One other item of historical interest is given in the obituary for Hume’s mother, Sarah in February 1927. Hume doesn’t get much of a mention, “deceased is survived by her son, Mr. Hume Wrathall, who is organist and choirmaster at the Primitive Methodist Chapel” but more is made of her father:- “Mrs. Wrathall was a daughter of the late Mr. Tom Smith, a native of Keighley, who had the distinction of being one of the first, if not the first, power loom weavers in the district. The deceased only recently recalled her father’s experiences during stormy times which prevailed at the time of the introduction of the power loom. Her father on one occasion had to stay three weeks in the premises where he worked to avoid the mobs.”

In looking through all the newspaper cuttings I was also intrigued to see that some of the social functions associated with the Glee Union took place at the refreshment rooms of Mr. J.B. WRATHALL in Keighley. From a quick look through the census records I found that John Benson WRATHALL was a son of Richard Coulton WRATHALL and two years ago I was in touch with Richard’s g-g-g grandson in Australia. More serendipity for another time, but I would be interested to hear from anyone with knowledge of their descendants. And, would you believe, John Benson had a sister called Ada but I can find no connection to Hume, although I am sure there must be one as Hume’s ancestors were from Linton and Richard’s from Burnsall.

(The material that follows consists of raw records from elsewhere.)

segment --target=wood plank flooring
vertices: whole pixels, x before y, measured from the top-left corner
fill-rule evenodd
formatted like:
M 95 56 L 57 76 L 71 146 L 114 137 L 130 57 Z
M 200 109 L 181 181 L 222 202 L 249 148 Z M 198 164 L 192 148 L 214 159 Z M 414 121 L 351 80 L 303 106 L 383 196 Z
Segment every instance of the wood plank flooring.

In Jan. 2006, Derek sent a photo of Hume (taken from a group photo); click HERE to view it.

In Oct. 2007, the Keighley News Letters to the editor (Thursday 18th October 2007) had a submission by Dr. Peter Lofts, excerpted in part below:
Putting choir in picture

Steeton Male Voice Choir celebrates its centenary next year and accordingly, seeks to assemble as much of its history as it can.

Among photographs that have been donated recently are some of the founding musical director of the Steeton Male Glee Union, Hume Wrathall, in his garden at "Craglands", Eastburn, with his wife and mother.

In Feb. 2008, Derek mentioned the following:
..... Christine Wrathall ..... has just passed on the message that her father-in-law, Frank Richard Wrathall (b. 1922), died on Friday the 11th January in hospital at Lancaster. The funeral was at ..... Torrisholme on 29th January.